Traditionally, divorce has always been viewed as an adversarial process. There was a time when couples would battle it out in court and attempt to walk away as the winner. In reality, there are no winners in a divorce that is full of conflict, particularly if children are at the center of proceedings.
For these reasons, a growing number of divorcing couples are looking into more collaborative approaches, and mediation is one of these.
Mediation involves a neutral third party (the mediator) trying to encourage open discussions and reaching settlements that are fair to all parties. While mediation can be successful, it’s important to take the right approach. Outlined below are some important things to keep in mind if you are considering this method.
Enter with the right mindset
Before committing to mediation, it’s vital to think carefully about whether or not you are genuinely willing to give it a try. Communication and compromise are essential to the process working as it is supposed to.
Without them, mediation could break down quickly. If you and your spouse are willing to cooperate and find a middle ground, then negotiations can be very productive and efficient, and you could save a lot of time and money compared to a litigated divorce.

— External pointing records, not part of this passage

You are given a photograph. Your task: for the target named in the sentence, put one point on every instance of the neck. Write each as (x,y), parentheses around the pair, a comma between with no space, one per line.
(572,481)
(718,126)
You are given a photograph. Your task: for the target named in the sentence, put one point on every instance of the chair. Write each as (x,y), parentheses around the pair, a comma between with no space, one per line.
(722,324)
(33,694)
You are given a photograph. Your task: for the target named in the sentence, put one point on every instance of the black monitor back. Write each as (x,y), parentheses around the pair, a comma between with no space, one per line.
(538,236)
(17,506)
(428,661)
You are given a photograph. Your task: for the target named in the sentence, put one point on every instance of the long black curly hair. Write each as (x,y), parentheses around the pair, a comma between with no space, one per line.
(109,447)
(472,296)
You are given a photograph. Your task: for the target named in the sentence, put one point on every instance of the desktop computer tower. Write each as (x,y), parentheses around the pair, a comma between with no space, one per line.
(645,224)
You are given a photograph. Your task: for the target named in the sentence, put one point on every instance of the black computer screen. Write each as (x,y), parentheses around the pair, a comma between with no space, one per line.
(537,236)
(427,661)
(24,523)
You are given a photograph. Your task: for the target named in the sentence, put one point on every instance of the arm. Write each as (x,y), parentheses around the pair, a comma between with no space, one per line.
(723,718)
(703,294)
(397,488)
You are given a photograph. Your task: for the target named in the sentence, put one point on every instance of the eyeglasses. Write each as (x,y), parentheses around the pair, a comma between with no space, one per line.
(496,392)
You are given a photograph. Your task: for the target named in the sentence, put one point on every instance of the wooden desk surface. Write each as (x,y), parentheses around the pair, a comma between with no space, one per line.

Take your time with the process
While mediation can be quicker than litigation, it’s still important to take your time. Even a collaborative divorce can be tough at times, and you shouldn’t spread yourself too thin.
Unlike the court system, mediation schedules can be worked around the times that are best for you and your spouse. If you’re feeling rushed, then you are going to be under more strain which will impact your overall well-being.
Even during a collaborative approach, it’s vital to have support behind you. A pivotal aspect of this is having the right legal guidance to guide you along the way.